Material and Methods

Isolation and Identification of Vancomycin Resistance Enterococci

Forty-six isolates of Vancomycin-resistant enterococci were collected from various clinical samples of Shariati Hospital microbiology laboratory (Tehran, Iran). Enterococcal isolates were initially re-identified on a series of microbiological tests (catalase, growth in bile-esculin and BHI agar medium containing 6.5% salt, PYR assay, motility assay, and arabinose fermentation) (18). Brain heart infusion broth (Merck, Germany) or agar was used to grow bacterial strains at 37°C under aerobic conditions.

Antimicrobial Susceptibility Testing

The minimum inhibitory concentration (MIC) assay was determined using E-test (Liofilchem, Roseto Degli Abruzzi, Italy) strips for vancomycin based on CLSI 2017 guideline (19). E. faecalis ATCC29212 and Staphylococcus aureus ATCC25923 were used as controls.
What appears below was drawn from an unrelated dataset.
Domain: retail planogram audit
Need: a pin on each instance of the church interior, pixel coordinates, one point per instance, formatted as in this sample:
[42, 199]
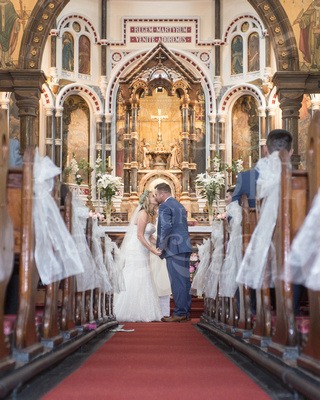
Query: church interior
[100, 102]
Multiplex Polymerase Chain Reaction

The multiplex PCR assays were performed to determine the vancomycin resistance gene (VanA) and confirm the identification of the isolate as E. faecalis (20). (Table 1). The PCR program used in this study was as follows: initial denaturation at 94°C for 5 min, 30 cycles of denaturation at 94°C for 1 min, annealing at 54°C for 1 min, extension at 72°C for 1 min, and a final extension at 72°C for 10 min.

Table 1.

The Primer Sequences used in the multiplex PCR assay

Gene	Primer Sequence	Product size	Reference
E. faecalis	TCTGATTGACATGAACTA-5′ GTCAATCGAAACTTAGCA-5′	941	( 20 )
vanA	ATAACGTTGAAAATAAGATAAGTA-5′ AACTAGCATAATCGCAATTTCCCC-5′	1030	( 20 )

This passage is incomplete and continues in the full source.